Investment in Metallurgical Coal Appears to Prosper, Though It Has a Smaller Market Share
January 1, 2021 - More-advanced coal mining projects focus mainly on coking coal and include 40 Mtpa capacity of met coal and cumulative capacity of 24 Mtpa to produce both met and thermal coal. Even though thermal coal has triple the market size of met coal, met coal projects appear to be favourable to investors. By contrast, thermal coal projects account for 54% of the less-advanced projects.
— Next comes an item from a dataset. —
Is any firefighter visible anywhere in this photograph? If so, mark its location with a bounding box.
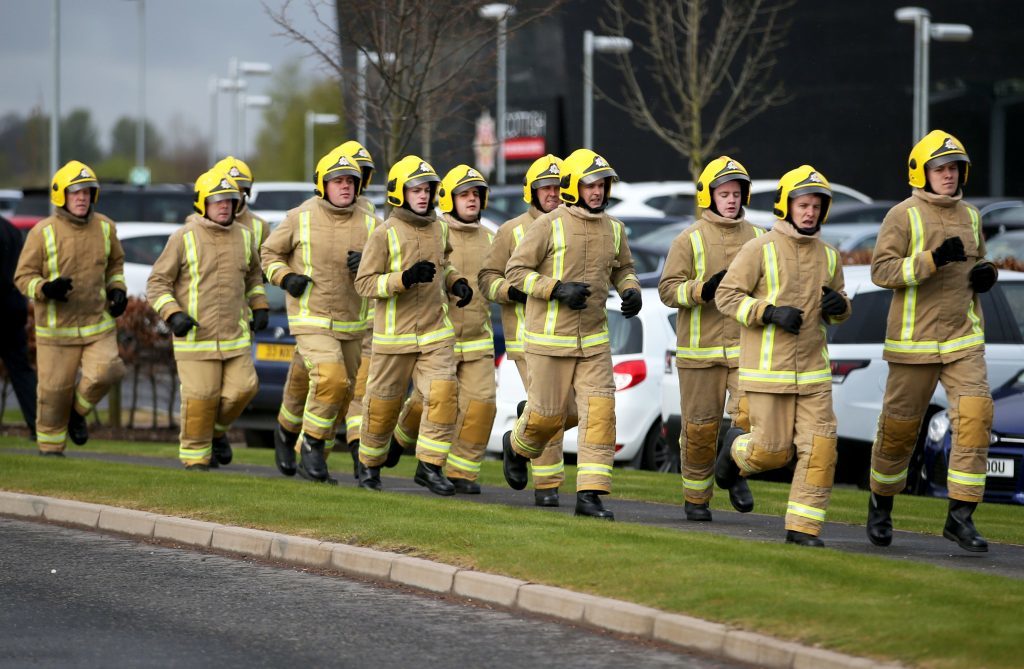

The stronger investor interest in met coal projects can be attributed to the risk and uncertainties linked to thermal coal projects posed by climate change policies and public opposition. Coal-fired generation has readily available substitutes that have become more economical in recent years and are climate-friendly such as wind and solar PV for power generation. By contrast, substitution of steel production from iron ore at scale without coal is not expected in the near term. This is illustrated in the European Union, which despite its policies to eliminate thermal coal from the energy mix, has included coking coal in its list of critical raw materials. This is also reflected in the behaviour of some companies, like BHP's decision to focus on higher quality coking coal and to sell its 80% stake in Australia's BHP Mitsui Coal joint venture that mines thermal coal. Anglo American has also announced intentions to reduce its exposure to thermal coal, while maintaining coking coal production.
An important caveat to analyse the data above comes from the different visibility of the different exporting countries. Whereas in Australia, where most of met coal projects are located, the list is exhaustive, in other countries projects are more difficult to track.